More analysis on today’s Korean youth from the Chosun:
The armed forces don’t exist outside the flow of social change. Above all, the young who join the military today are not the young of the past. There exist some fundamental differences that cannot be glossed over with conventional reference to the generation gap. These are new people: their thinking is quite different from their parents’, as are their patterns of behavior and values. Most of them, for instance, are only sons who lack the socialization larger families provide. Though they have enjoyed parental love, they have never shared the love of brothers and sisters. Such youngsters put themselves above anything else in setting their values, and they are that much less likely to think of sacrificing themselves for an organization. By the same token, they are less skilled in resolving conflicts with their comrades-in-arms.
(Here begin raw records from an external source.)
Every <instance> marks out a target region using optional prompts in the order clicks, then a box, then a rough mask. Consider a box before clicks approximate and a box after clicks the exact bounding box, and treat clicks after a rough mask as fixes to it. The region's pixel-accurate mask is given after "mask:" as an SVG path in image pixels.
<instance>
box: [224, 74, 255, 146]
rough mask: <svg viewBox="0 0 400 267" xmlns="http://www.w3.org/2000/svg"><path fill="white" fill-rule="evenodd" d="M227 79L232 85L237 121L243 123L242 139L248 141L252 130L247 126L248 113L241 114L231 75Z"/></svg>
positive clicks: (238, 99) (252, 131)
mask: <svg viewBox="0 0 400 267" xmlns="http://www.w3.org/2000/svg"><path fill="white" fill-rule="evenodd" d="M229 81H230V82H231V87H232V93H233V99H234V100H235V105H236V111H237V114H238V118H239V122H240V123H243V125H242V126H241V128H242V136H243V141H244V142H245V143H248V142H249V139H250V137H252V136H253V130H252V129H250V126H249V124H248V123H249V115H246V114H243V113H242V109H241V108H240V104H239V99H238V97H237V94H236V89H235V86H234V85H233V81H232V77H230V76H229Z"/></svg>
Korea at some point is going to have to swallow the pill and look at an all volunteer force though the amount of money to raise on volunteer force would be sizable. However, soldiers that want to be there are how you can enforce strict discipline without abuse in a generation of youth that have been raised to not want to defend their own country. This from thethe Chosun:
Our military is now unable to explain against whom the soldiers should defend the state. Last year a Navy boat was reprimanded after repulsing a North Korean naval vessel that had crossed the Northern Limit Line into South Korean waters. Last week, meanwhile, a sizeable South Korean delegation took part in what was touted as a festival of “national unity†in Pyongyang.
Is it any wonder, under these circumstances, that no order to carry out their sentry conscientiously can appeal to the frontline soldiers? Outside the military, it is not uncommon to hear that the U.S. is a greater threat to our national security than North Korea. Many of the frontline soldiers must feel that what they are doing is pointless.
I find it funny that people are more upset by this than when the North Koreans attacked and killed nearly as many ROK sailors in the Yellow Sea. No wonder the youth doesn’t want to defend the country in anymore.